In vitro studies in human hepatocytes and microsomes indicated that sunitinib and the primary active metabolite do not induce CYP1A2, CYP2E1, and CYP3A4/5, or inhibit CYP1A2, CYP2A6, CYP2B6, CYP2C8, CYP2C9, CYP2C19, CYP2D6, CYP2E1, CYP3A4/5, and CYP4A9/11 at clinically relevant concentrations.

13 NONCLINICAL TOXICOLOGY

13.1 Carcinogenesis, Mutagenesis, Impairment of Fertility

The carcinogenic potential of sunitinib has been evaluated in 2 species: rasH2 transgenic mice and Sprague-Dawley rats. There were similar positive findings in both species. In rasH2 transgenic mice, gastroduodenal carcinomas and/or gastric mucosal hyperplasia, as well as an increased incidence of background hemangiosarcomas were observed at doses ≥25 mg/kg/day following daily dose administration of sunitinib in studies of 1 or 6 months duration. No proliferative changes were observed in rasH2 transgenic mice at 8 mg/kg/day. Similarly, in a 2-year rat carcinogenicity study, administration of sunitinib in 28-day cycles followed by 7-day dose-free periods resulted in findings of duodenal carcinoma at doses as low as 1 mg/kg/day (approximately 0.9 times the AUC in patients given the RDD of 50 mg/day). At the high dose of 3 mg/kg/day (approximately 8 times the AUC in patients at the RDD of 50 mg/day), the incidence of duodenal tumors was increased and was accompanied by findings of gastric mucous cell hyperplasia and by an increased incidence of pheochromocytoma and hyperplasia of the adrenal gland.

Sunitinib did not cause genetic damage when tested in in vitro assays (bacterial mutation [Ames test], human lymphocyte chromosome aberration) and an in vivo rat bone marrow micronucleus test.

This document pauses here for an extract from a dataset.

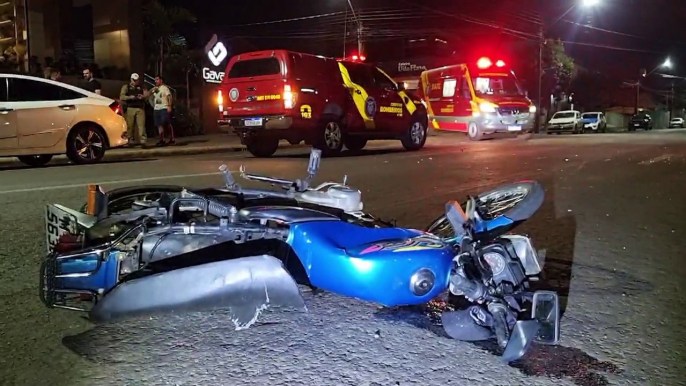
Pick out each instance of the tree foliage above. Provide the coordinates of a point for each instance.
(162, 39)
(559, 63)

In a female fertility and early embryonic development study, female rats were administered oral sunitinib (0.5, 1.5, 5 mg/kg/day) for 21 days prior to mating and for 7 days after mating. Preimplantation loss was observed in females administered 5 mg/kg/day (approximately 5 times the AUC in patients administered the RDD of 50 mg/day). No adverse effects on fertility were observed at doses ≤1.5 mg/kg/day (approximately 1 time the clinical AUC at the RDD of 50 mg/day). In addition, effects on the female reproductive system were identified in a 3-month oral repeat-dose monkey study (2, 6, 12 mg/kg/day). Ovarian changes (decreased follicular development) were noted at 12 mg/kg/day (approximately 5 times the AUC in patients administered the RDD), while uterine changes (endometrial atrophy) were noted at ≥2 mg/kg/day (approximately 0.4 times the AUC in patients administered the RDD). With the addition of vaginal atrophy, the uterine and ovarian effects were reproduced at 6 mg/kg/day (approximately 0.8 times the AUC in patients administered the RDD) in a 9-month monkey study (0.3, 1.5, and 6 mg/kg/day administered daily for 28 days followed by a 14 day respite).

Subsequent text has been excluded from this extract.